By naming convention, all jakarta projects should probably be in
org.apache.jakarta.*. In the end, the package structure is
a) a class-hiding mechanism
b) a branding mechanism.

Making use of the "jakarta" brand in the CVS would immediately give
more credit to all the code in all of its sub-projects.

> >nah. I ment there is the Java Language Specification
> >(document/diagrams), the JDK (implementation) and the javadoc
> >tool (extension). We don't separate spec from impl.
>
> So if we update the docs does that mean we are separated ? ;)

=) In our case, we left out the complicated diagrams and used
interfaces instead.

> >> thankfully we have just moved away from that model - it was unanimous
> >> decision so you should check archives for reasoning ;)
> >
> >did so.
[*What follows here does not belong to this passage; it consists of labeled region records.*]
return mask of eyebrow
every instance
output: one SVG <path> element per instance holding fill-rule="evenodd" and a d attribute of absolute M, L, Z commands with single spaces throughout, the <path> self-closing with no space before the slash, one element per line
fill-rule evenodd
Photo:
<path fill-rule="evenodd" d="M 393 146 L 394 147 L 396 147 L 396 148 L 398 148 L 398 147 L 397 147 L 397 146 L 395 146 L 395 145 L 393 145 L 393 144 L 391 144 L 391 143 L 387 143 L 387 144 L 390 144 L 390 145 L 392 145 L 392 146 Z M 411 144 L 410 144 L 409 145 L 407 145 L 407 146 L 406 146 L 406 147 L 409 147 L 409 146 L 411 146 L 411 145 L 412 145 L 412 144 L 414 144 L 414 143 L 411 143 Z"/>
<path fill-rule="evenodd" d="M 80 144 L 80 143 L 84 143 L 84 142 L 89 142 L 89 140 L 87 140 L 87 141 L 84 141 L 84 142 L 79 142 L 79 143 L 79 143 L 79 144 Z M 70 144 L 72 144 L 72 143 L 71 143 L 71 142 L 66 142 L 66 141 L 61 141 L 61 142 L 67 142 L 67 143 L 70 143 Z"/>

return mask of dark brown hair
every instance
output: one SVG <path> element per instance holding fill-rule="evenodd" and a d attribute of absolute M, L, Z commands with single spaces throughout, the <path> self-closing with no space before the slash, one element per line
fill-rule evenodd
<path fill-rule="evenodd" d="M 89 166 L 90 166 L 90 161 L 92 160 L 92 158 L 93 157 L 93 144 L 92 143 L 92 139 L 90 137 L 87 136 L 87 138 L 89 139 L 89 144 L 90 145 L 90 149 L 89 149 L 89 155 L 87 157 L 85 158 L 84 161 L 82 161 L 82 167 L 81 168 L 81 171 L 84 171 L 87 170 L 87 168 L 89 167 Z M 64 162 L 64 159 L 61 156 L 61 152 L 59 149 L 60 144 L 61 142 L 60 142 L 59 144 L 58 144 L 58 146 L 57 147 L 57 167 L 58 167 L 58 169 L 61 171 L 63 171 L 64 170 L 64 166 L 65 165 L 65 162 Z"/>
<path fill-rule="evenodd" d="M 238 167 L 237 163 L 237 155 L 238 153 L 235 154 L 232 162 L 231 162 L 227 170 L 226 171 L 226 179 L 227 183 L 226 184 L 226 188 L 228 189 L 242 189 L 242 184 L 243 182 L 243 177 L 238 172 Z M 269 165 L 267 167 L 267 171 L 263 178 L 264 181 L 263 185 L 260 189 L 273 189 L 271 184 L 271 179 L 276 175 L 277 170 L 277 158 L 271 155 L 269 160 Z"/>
My answer would be "ant" to every problem mentioned =)
>
> Right - but by your logic we should include all jakarta projects
> in one CVS
> right? (or maybe all java apache projects - or perhaps the whole jdk ;]).

It is all a question of granularity. Most projects have one CVS
(some have one for old and one for new versions). We have no less
than 5.
By my logic each project has its own (single) CVS =)

> Phoenix does not depend on cornerstone. Think of phoenix as the servlet
> spec (ie org.apache.phoenix.*) + a servlet implementation (ie the rest of
> phoenix). Cornerstone depends on the spec part - phoenix couldn't
> care less
> if cornerstone existed or not ;).

I know. But since you keep referring to cornerstone as utility code
for phoenix, I listed it.


Paul Hammant wrote:
> Also, I'll bet you we lost subscribers to the mail lists when we
> switched from java.apache.org to
> jakarta.apache.org as we're now spammed by CVS messages in the
> *same* list.

you almost lost me =) I'd still like to see this changed if possible...

> Proposal 1) June 15th : Switch to beta

+/-0.5

> Proposal 2) Formal release : August 1st

+/-0.5. I hate dates like this when we don't even have something of
a release plan. We cannot say when something is finished if we don't
know what it has to be.
Come up with a more detailed plan and I'll support this.